Marcos: Temos oito tabelas de preços diárias, com valores diferentes por horário. Além disso, trabalhamos com categorias como comum, embarque rápido, premium, pet, compras e mulher.
Como é sua rotina hoje entre gestão e direção?
Marcos: Começo por volta das 5h da manhã. Rodo principalmente no centro para não tirar corrida dos motoristas de Itaipava. Enquanto isso, os colaboradores cuidam da operação da plataforma.
Quantos motoristas a plataforma tem atualmente?
Marcos: Só em Petrópolis são mais de 2.050 motoristas. Em Teresópolis são cerca de 120 e em Magé, mais de 50.
Quantos passageiros já baixaram o aplicativo?
Marcos: Estamos com cerca de 21 mil passageiros cadastrados.
Existe alguma promoção para passageiros?
Marcos: Sim. Para os usuários, o aplicativo oferece desconto de 6% nas corridas pagas em dinheiro ou Pix, além de cashback de 1% em todas as corridas. Também temos o programa Indique e Ganhe, válido tanto para usuários quanto para motoristas. Já para os motoristas, a plataforma trabalha com desafios diários, que rendem R$ 1 extra por corrida, como forma de incentivo e valorização.
Quantas corridas são realizadas por mês?
Marcos: Aproximadamente 6 mil corridas finalizadas por mês.
Qual é o valor da corrida mínima?
Marcos: Em torno de R$ 10. O motorista recebe cerca de R$ 9, já que a taxa varia de 8% a 11%.
Quanto o motorista ganha, em média, por quilômetro?
Marcos: Em média, entre R$ 4 e R$ 5 por quilômetro, dependendo da corrida e do horário.
Quanto um motorista costuma ganhar por dia?
Marcos: Em média, cerca de R$ 300 por dia. Em Itaipava, pode ser um pouco mais por causa da dinâmica e das corridas em rodovia.
Qual é o faturamento médio mensal da empresa?

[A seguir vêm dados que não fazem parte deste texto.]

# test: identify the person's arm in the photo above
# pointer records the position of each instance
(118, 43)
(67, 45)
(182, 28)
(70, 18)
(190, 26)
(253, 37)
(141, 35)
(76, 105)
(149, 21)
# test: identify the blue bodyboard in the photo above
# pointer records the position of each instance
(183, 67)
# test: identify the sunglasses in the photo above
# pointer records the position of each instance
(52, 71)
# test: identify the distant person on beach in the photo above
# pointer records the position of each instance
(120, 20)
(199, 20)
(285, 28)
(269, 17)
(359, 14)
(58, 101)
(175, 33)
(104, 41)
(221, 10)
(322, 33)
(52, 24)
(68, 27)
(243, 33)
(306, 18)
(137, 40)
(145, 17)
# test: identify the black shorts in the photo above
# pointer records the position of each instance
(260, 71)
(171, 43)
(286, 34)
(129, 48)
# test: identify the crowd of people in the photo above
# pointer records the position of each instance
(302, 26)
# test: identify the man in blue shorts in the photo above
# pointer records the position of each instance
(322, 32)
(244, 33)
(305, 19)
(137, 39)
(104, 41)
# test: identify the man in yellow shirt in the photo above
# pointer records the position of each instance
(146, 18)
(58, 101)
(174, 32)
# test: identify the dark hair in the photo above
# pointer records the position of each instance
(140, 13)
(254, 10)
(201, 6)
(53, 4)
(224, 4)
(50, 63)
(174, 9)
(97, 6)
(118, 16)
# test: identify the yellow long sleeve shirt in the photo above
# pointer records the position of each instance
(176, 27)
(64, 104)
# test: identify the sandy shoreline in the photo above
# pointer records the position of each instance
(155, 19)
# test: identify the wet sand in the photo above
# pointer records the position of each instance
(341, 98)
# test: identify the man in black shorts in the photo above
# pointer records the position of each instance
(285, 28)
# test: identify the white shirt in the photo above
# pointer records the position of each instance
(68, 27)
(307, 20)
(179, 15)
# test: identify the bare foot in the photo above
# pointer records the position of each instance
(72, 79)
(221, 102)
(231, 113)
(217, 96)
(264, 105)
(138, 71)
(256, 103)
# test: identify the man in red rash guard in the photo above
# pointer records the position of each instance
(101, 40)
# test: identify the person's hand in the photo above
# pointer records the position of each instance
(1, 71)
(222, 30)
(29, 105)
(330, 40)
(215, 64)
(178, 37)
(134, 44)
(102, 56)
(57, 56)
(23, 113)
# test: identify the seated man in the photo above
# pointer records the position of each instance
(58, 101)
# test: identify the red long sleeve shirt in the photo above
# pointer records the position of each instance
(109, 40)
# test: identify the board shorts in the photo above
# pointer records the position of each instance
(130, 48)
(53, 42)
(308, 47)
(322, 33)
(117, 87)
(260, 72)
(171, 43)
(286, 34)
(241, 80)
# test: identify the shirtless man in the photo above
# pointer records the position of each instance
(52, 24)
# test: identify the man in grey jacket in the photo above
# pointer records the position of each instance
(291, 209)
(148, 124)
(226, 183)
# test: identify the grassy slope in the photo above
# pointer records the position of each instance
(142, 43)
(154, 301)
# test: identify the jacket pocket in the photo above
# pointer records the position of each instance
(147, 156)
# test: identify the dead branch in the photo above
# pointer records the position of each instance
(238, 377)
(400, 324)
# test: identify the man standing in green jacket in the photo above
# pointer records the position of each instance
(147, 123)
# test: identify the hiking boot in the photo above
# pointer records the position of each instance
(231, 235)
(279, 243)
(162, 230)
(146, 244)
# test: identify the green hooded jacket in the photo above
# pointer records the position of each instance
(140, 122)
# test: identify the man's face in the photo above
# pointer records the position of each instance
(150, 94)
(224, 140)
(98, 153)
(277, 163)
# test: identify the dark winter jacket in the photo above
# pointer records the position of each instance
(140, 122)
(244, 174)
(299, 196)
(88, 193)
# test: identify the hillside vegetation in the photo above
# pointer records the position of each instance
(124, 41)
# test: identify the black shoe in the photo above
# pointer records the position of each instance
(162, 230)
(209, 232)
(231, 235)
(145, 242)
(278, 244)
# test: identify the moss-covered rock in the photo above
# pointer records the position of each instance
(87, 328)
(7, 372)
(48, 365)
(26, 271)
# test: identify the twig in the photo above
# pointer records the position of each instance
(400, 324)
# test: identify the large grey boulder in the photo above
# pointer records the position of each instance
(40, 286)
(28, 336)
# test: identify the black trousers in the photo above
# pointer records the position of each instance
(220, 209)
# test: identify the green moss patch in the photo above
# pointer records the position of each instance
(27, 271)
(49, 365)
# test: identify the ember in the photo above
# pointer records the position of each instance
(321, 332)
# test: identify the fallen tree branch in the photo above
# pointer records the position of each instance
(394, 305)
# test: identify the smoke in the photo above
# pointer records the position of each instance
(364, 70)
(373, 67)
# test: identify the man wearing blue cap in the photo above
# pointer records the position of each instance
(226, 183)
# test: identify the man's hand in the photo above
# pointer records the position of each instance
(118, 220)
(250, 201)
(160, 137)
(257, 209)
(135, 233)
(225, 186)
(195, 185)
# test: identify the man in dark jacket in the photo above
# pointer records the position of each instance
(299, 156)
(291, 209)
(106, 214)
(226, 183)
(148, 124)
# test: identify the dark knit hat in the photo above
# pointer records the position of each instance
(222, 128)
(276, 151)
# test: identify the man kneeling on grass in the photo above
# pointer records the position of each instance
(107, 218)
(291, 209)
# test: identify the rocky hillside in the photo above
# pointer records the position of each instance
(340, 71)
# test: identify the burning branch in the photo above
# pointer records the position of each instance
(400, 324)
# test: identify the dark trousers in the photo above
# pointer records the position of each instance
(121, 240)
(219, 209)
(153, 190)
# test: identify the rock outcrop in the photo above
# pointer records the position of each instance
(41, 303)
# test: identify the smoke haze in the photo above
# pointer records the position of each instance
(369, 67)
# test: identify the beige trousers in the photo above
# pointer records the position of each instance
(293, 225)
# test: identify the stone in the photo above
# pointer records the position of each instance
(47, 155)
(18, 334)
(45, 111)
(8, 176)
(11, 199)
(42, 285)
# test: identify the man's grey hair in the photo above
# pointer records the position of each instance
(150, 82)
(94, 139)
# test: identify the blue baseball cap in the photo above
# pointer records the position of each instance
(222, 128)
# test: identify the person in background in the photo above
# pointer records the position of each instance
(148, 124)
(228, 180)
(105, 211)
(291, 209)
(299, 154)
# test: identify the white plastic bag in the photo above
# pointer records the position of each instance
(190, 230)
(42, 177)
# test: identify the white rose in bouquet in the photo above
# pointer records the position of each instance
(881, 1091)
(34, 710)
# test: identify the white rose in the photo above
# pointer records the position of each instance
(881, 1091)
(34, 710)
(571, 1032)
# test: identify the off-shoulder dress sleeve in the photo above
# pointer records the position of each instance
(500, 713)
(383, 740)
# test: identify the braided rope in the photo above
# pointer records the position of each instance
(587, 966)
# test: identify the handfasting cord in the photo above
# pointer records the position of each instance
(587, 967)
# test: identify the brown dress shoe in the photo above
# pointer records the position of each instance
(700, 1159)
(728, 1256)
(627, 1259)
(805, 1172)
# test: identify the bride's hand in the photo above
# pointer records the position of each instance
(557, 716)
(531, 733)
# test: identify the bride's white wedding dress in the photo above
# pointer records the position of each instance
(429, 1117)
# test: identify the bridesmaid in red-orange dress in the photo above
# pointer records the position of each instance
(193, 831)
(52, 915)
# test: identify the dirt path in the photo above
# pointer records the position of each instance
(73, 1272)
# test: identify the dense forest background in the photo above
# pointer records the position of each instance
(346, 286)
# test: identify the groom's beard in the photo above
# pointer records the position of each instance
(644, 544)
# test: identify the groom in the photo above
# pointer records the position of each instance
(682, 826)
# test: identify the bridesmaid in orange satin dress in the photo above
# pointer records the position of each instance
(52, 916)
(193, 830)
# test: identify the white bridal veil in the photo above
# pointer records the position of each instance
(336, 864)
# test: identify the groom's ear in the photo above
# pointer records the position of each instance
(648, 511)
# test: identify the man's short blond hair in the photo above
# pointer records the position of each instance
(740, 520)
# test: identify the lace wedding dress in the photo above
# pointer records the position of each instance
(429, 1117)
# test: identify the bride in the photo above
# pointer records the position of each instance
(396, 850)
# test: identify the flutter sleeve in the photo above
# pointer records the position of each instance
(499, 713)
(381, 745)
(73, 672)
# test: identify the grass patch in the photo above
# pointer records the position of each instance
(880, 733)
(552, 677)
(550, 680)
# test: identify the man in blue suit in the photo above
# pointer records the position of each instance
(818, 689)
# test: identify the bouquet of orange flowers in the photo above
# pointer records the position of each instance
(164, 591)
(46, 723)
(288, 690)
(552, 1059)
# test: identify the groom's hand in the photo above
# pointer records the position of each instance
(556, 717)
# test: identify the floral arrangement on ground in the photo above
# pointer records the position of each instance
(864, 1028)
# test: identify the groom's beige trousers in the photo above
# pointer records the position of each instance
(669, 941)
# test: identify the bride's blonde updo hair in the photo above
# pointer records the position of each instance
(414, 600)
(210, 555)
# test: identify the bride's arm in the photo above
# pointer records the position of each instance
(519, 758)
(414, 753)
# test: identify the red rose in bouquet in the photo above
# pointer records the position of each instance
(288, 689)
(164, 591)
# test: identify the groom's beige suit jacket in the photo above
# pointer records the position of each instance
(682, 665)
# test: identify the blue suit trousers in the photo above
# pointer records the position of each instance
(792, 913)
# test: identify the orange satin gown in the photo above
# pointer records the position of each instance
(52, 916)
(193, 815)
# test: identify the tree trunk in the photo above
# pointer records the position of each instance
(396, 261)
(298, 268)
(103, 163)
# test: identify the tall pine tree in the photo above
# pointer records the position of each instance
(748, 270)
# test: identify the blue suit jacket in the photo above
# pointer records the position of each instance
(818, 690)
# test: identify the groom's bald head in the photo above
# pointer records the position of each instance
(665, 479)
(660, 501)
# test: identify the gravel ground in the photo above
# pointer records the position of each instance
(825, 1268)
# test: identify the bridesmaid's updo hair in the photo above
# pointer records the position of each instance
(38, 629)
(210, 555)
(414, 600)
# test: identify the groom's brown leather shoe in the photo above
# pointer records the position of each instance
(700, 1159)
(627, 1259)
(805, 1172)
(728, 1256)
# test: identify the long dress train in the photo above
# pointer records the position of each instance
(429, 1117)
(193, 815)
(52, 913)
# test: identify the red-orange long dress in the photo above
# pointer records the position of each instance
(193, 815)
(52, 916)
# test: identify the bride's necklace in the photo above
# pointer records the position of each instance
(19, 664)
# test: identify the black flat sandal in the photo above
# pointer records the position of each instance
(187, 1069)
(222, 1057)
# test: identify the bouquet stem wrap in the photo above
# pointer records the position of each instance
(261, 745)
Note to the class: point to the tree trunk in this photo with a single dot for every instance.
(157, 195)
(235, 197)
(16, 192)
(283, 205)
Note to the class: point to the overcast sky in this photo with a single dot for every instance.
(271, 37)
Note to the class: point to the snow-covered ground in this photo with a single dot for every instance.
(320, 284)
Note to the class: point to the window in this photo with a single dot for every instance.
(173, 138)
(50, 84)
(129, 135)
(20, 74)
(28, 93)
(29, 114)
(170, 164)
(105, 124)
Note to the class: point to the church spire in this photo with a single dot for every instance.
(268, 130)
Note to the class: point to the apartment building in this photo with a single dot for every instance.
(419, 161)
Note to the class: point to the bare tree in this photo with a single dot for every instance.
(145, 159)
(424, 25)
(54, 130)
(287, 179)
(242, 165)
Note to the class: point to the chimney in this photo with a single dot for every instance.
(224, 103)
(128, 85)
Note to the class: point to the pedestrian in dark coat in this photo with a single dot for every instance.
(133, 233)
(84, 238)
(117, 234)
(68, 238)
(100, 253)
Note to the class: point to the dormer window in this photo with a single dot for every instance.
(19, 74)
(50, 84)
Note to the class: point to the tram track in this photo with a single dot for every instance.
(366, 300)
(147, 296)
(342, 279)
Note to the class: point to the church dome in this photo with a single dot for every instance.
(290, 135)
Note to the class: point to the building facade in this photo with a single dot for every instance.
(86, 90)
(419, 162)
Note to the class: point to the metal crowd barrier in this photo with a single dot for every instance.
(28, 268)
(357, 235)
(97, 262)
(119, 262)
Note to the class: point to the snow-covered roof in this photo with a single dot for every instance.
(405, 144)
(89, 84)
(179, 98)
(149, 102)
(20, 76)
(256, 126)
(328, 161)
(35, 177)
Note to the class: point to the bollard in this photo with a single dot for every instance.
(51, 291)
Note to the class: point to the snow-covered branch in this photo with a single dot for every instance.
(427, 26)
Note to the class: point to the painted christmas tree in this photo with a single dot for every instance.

Marcos: Em média, R$ 120 mil por mês. Em dezembro, chegou perto de R$ 190 mil.
Vocês têm meta de faturamento para 2026?
Marcos: A principal meta é manter e crescer com responsabilidade. Preferimos crescer aos poucos para garantir bom atendimento.
Quais são os planos de expansão para os próximos anos?
Marcos: Consolidar Petrópolis, fortalecer Teresópolis e depois expandir para Magé, Caxias e Rio de Janeiro Capital. Só depois pensamos em outras cidades.
Você considera um modelo de franquia?
Marcos: Sim, estamos abertos. Quem quiser levar a MD para outra cidade pode entrar em contato. A ideia é ajudar para que não cometam os erros que cometemos no início.
Como você vê o futuro dos aplicativos regionais no Brasil?
Marcos: Eles vão dominar o Brasil. A pergunta não é “se”, mas “quando”. Cada cidade é diferente, mas os regionais entendem melhor a realidade local.
O que falta para os aplicativos regionais dominarem de vez?
Marcos: Trabalho. Muito trabalho. Quem acha que vai ganhar dinheiro sem se dedicar não vai conseguir. É preciso acompanhar preço, horário, demanda e motorista o tempo todo.
Qual legado você quer deixar na sua região?
Marcos: Quero deixar um aplicativo que não explore motoristas. Um modelo mais justo, que traga felicidade para motoristas e usuários. Esse é o legado da MD.
Gostaria de acrescentar algo para finalizar?
Marcos: Gostaria que a MD fosse mais conhecida. Quem quiser divulgar ou levar o aplicativo para sua cidade pode entrar em contato comigo. Nosso objetivo é ajudar, não explorar, e expandir de forma responsável pelo Brasil.